Five proofreading tips to ensure error-free Web content

Don't expect your customers to hand you clean content. These tried-and-true proofreading tips will minimize mistakes on your Web sites.

Nothing takes away more from online content like typos, misspellings, and grammar errors. Yet customers will often give you copy that's riddled with mistakes. Most likely, they expect you to make sure that it gets proofed before going online. Here are a few ways to handle that chore as quickly and effectively as possible.

Note: These tips are based on an entry in our Web Master blog.

1: Give it a little time

If you can, put the content away for a night or a day, then come back and read again. Fresh eyes always find errors. If you get strapped for time, at least try to take a short break -- even if it's just five minutes. You'll be more productive and likely to spot mistakes when you return to the work.

2: Read slowly -- and aloud

Take your time reading, and read every word. If you speed-read or skim the content, you'll miss the typical errors.

It's also helpful to read the piece out loud to yourself; the words sound different than when you read silently.

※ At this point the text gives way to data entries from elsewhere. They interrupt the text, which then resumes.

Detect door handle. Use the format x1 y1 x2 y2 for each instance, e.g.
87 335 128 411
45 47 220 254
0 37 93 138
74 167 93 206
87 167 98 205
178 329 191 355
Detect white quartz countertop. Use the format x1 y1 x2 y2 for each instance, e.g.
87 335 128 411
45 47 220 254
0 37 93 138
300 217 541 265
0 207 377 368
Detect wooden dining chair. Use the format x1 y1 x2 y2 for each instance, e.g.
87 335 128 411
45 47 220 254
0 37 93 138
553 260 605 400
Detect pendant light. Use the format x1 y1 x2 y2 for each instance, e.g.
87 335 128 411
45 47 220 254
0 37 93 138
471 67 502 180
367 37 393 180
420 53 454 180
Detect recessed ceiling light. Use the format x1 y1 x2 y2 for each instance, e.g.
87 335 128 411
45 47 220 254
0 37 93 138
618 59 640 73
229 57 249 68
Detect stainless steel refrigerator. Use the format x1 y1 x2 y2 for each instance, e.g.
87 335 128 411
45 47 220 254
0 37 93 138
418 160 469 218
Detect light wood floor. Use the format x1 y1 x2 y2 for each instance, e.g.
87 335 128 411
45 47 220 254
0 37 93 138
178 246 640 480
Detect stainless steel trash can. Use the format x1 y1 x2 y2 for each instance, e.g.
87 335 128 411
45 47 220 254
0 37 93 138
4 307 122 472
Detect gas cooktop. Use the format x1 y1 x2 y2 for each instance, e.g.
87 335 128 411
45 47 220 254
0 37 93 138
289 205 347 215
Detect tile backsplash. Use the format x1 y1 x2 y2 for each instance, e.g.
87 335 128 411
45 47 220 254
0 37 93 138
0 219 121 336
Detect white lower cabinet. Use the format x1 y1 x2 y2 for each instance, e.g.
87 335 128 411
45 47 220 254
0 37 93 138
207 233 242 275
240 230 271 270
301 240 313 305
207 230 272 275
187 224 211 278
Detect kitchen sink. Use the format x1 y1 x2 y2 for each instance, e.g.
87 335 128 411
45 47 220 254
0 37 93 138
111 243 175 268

In addition, reading aloud gives you the opportunity to role-play, allowing you to put yourself in the audience's frame of mind -- a change of perspective that enlightens you to options you might not see or hear otherwise.

3: Be systematic

Create a personal proofreading checklist; set up a list of the common errors you typically come across. Then use that list to systematically check your content.

4: Use a multi-layered approach

Scan the document several times, looking for specific errors with each pass. For example, one pass for spelling errors, another pass for grammar, once more for word usage, and again to verify accuracy (such as names, dates, and figures).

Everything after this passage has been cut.